A video circulating on social media and German news sites appeared to capture the moment the gunman was arrested.

A man dressed in black is seen lying face down on a street corner, with a weapon next to him, before being handcuffed by officers.

But there was no immediate confirmation of reports the alleged weapon was a crossbow.

Bremerhaven police tweeted in the morning that a large deployment was under way in the city centre and asked residents to avoid the Mayor-Martin-Donandt square and surrounding streets, in the vicinity of the Lloyd secondary school.

Local news site Nord24 said a school pupil had heard shots being fired and called the police. Pupils barricaded themselves in their classrooms.

Police launched a large-scale operation and cordoned off the area around the school while they carried out inquiries. 

By mid-afternoon, police said special forces had completed their search and the last people had left the building.

Authorities set up a phone hotline for concerned parents. Many parents had gathered in front of the school after being alerted by their children.
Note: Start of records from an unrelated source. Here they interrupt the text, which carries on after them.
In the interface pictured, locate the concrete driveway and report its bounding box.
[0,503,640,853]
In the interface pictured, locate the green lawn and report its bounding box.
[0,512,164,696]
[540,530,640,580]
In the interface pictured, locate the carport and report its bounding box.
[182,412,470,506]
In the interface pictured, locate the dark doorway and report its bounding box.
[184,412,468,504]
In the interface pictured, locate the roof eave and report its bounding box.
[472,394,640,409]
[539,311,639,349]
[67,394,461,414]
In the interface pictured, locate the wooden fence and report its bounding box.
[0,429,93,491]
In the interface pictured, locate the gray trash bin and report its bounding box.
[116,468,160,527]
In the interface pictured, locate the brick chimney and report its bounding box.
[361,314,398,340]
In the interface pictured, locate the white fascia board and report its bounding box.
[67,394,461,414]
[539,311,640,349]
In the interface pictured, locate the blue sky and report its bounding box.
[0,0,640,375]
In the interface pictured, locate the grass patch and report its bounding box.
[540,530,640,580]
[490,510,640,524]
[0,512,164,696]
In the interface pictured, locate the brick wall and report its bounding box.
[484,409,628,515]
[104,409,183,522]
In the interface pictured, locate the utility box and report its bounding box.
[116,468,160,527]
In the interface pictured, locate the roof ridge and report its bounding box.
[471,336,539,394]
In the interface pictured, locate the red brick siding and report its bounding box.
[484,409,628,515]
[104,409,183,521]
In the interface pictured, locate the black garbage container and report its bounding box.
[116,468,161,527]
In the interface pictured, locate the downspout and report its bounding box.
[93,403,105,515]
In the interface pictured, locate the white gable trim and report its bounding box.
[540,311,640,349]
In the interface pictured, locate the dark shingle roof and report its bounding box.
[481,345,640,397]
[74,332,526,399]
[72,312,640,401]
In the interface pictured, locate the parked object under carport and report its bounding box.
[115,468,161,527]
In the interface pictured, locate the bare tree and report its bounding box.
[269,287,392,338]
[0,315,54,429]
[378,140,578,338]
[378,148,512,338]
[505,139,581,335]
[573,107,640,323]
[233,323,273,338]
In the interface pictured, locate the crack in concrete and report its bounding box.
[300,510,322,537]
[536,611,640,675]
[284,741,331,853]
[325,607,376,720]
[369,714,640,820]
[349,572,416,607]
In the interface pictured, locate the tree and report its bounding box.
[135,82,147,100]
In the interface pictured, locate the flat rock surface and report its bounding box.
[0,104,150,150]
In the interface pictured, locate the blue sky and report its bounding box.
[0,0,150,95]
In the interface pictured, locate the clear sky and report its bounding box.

Pupils and staff are receiving psychological counselling.

Local media said only around 200 people were on the school grounds, fewer than normal because of exam times.

In a separate incident on Thursday, police in the eastern city of Leipzig said they had detained a 21-year-old student still at secondary school after being tipped off by Snapchat that he had posted pictures of himself with a gun and made unspecified threats.

The US social media platform alerted German authorities, prompting Leipzig police to take action.

 A police spokesman said that the 21-year-old did not pose a real threat, however, and only possessed an airsoft gun, a replica firearm that uses non-lethal, usually plastic, pellets.

‘Strict gun laws’

School shootings are relatively rare in Germany, a country with some of the strictest gun laws in Europe. But a recent spate has rattled the population.

Last week, investigators in Germany’s city of Essen said they foiled a school bomb assault, as they arrested a 16-year-old who is suspected to have been planning a “Nazi terror attack”.

Police in Essen stormed the teen’s room overnight, taking him into custody and uncovering 16 “pipe bombs”, as well as anti-Semitic and anti-Muslim material.

In January, an 18-year-old student opened fire in a lecture hall at Heidelberg University in southwestern Germany, killing a young woman and
injuring three others before fleeing the scene and turning the weapon on himself.

In 2009, a former pupil killed nine students, three teachers and three passers-by in a school shooting at Winnenden, in the German state of Baden-Württemberg. The gunman then killed himself.

In 2002, a 19-year-old former student, apparently in revenge for having been expelled, shot dead 16 people including 12 teachers and two students at a school in the central German city of Erfurt. He too then killed himself.

The Winnenden and Erfurt massacres were carried out with legal weapons and spurred Germany to tighten gun laws.

The country currently requires anyone under 25 to pass a psychiatric exam before applying for a gun licence.